Atualmente, exerce como médica de família na ULS Braga. Já integrou a equipa da urgência médico-cirúrgica do Hospital de Vila Nova de Famalicão e já colaborou como professora convidada na Escola Superior de Enfermagem da Universidade do Minho, lecionando anatomia e fisiologia do sistema circulatório, respiratório e digestivo.

Os seus principais interesses clínicos incluem a urgência médica, a dor crónica, a depressão e a ansiedade, bem como a medicina preventiva e o controlo de fatores de risco vasculares. Dedica-se também à consulta antitabágica e à consulta de perda de peso, ajudando os seus pacientes a adotar hábitos de vida mais saudáveis. A sua abordagem ao cuidado baseia-se numa visão holística, considerando a saúde como um equilíbrio entre o bem-estar físico e psicológico.

A Dra. Alexandra distingue-se pelo seu humanismo e pela capacidade de oferecer soluções rápidas e eficazes para problemas menores, garantindo que os seus pacientes se sintam bem acompanhados. No Médico na Net, vê uma oportunidade de levar os cuidados de saúde a mais pessoas de forma acessível e conveniente.
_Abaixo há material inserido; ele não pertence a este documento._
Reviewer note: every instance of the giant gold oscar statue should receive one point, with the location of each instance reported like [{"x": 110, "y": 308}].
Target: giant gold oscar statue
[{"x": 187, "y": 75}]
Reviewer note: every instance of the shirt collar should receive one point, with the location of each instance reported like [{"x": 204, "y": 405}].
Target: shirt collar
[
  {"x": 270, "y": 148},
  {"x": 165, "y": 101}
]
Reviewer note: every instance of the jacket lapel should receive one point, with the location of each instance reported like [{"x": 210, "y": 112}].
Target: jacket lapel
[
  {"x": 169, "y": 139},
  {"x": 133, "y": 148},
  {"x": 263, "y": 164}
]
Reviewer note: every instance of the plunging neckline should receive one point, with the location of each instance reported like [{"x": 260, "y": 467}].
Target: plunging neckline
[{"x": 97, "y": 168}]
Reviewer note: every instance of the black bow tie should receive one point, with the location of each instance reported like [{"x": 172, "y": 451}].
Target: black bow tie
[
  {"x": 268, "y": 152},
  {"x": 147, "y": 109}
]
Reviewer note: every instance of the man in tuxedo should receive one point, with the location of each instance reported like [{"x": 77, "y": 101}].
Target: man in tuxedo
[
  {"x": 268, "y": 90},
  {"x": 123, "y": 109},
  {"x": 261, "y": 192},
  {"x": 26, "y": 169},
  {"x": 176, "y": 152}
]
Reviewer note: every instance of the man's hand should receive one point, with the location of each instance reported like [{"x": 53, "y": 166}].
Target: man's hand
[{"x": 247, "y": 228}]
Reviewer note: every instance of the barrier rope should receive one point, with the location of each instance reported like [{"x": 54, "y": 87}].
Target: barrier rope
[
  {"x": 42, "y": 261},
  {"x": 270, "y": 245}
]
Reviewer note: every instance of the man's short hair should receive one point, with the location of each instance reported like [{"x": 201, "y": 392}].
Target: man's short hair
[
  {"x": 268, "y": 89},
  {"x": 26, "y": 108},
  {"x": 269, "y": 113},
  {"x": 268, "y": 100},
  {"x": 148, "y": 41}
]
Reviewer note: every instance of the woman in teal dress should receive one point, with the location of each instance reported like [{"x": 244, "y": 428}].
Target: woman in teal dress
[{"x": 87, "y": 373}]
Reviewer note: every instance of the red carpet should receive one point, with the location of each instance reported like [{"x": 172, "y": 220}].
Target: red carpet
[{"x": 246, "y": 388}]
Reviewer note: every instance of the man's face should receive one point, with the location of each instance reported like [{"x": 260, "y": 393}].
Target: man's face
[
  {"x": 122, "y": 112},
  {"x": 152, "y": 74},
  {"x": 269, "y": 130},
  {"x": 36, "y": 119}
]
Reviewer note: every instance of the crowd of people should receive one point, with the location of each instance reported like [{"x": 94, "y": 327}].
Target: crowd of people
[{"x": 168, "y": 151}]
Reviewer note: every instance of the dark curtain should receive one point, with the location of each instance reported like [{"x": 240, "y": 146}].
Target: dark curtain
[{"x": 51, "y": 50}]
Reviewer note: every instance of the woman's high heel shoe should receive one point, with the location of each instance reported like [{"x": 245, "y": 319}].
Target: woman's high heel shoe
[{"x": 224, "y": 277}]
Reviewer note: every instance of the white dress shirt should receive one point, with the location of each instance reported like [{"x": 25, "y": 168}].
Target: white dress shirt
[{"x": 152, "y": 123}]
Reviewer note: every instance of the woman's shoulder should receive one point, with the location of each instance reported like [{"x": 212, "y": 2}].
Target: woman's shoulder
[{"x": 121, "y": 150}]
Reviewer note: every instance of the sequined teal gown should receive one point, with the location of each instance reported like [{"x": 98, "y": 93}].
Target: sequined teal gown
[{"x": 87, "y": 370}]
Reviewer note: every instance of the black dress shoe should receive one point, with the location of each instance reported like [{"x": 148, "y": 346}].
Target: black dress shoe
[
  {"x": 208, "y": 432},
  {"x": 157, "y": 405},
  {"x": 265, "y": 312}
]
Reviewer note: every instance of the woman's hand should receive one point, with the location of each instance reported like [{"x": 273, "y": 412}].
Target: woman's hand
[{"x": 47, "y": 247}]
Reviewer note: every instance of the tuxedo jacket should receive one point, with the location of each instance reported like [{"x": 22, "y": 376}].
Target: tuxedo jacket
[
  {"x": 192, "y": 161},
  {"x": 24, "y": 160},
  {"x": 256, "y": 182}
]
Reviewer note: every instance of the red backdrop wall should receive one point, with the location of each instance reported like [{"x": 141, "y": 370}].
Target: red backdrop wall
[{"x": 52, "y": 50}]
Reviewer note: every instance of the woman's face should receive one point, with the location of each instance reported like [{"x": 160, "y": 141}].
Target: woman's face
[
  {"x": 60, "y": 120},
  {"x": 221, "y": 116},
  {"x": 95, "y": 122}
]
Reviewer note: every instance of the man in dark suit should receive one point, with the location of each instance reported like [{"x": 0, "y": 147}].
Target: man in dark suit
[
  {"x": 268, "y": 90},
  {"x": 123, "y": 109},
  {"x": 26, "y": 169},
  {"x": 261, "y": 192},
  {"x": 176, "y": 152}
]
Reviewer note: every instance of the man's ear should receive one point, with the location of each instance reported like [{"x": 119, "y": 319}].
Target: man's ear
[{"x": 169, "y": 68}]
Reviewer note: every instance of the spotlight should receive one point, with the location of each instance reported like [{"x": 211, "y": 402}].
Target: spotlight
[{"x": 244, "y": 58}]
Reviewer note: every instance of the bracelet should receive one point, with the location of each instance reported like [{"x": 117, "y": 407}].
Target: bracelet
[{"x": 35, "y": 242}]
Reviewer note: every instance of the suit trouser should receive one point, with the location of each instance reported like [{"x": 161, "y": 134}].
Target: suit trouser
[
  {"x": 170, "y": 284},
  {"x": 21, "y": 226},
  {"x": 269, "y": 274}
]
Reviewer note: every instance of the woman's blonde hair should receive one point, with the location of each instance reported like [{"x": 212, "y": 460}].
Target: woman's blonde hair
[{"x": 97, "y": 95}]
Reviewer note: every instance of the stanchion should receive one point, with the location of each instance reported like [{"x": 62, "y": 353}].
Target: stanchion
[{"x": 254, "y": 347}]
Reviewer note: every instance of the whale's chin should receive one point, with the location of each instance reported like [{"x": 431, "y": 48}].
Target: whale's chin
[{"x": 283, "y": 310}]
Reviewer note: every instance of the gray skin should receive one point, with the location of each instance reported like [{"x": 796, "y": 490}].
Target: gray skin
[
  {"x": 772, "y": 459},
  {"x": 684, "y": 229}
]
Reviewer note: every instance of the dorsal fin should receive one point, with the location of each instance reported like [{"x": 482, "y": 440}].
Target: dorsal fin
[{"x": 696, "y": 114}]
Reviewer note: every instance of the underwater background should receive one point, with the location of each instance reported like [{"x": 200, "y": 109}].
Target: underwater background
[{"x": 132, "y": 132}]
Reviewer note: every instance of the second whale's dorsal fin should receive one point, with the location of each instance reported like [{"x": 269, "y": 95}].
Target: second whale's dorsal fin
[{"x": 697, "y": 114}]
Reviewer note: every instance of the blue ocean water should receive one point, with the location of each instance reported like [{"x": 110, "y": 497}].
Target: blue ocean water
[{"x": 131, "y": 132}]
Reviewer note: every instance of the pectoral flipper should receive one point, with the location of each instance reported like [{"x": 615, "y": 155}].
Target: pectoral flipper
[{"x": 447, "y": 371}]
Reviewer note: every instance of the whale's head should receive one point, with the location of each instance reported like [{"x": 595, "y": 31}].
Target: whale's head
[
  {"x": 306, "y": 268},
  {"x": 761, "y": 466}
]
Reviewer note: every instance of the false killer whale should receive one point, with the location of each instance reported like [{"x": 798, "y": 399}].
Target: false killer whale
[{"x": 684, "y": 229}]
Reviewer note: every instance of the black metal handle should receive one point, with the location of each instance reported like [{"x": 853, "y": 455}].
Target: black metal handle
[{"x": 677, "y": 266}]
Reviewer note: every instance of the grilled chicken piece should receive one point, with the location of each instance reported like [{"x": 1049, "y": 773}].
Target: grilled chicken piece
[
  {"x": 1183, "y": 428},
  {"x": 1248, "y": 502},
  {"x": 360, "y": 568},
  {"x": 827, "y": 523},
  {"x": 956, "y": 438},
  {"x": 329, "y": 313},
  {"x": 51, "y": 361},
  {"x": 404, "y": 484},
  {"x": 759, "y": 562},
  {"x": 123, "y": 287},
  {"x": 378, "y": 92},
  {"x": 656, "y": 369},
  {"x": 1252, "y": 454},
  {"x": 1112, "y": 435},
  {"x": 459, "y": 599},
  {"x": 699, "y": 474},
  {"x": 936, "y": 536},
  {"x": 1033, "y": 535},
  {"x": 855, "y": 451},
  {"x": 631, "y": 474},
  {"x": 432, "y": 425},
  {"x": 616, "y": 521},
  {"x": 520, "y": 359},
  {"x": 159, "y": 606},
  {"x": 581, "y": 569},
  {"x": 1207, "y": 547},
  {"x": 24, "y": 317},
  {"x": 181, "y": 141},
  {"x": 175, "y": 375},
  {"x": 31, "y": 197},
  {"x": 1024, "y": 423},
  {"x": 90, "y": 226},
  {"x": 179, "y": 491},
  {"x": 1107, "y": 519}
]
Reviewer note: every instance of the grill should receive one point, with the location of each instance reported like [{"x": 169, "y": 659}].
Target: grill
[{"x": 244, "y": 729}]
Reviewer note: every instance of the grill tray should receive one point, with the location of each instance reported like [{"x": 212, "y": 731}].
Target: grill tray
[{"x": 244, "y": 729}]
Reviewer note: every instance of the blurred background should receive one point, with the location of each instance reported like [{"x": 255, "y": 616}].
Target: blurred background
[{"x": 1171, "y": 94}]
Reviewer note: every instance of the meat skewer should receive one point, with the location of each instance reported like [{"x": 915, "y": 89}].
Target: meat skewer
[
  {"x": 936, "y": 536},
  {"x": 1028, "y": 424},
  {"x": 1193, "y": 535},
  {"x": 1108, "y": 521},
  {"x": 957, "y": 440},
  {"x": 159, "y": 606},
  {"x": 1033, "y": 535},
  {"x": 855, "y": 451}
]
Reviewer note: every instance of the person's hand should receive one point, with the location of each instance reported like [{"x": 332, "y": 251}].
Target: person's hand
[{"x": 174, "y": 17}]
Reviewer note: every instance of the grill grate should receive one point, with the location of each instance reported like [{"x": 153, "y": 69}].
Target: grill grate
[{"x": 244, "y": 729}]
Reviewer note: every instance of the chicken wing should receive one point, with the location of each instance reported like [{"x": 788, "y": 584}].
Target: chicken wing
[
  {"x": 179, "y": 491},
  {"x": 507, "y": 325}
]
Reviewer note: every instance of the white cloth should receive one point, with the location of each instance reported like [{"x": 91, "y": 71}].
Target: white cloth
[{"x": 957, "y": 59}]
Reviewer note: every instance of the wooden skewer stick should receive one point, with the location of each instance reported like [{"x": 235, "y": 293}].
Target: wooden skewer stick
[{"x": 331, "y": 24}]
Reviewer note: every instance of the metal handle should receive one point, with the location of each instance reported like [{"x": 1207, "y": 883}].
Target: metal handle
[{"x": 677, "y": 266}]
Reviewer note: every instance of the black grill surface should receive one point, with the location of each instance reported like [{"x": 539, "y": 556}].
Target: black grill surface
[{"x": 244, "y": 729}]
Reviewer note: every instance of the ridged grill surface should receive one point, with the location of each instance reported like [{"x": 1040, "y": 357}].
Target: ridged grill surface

Apaixonada por música e viagens, adora conhecer diferentes culturas e estilos de vida, o que enriquece a sua visão do mundo e a sua prática médica. Para ela, a medicina não é apenas uma profissão, mas um verdadeiro compromisso com o bem-estar das pessoas que acompanha. Como gosta de dizer: “A saúde é o equilíbrio entre o bem-estar físico e psicológico.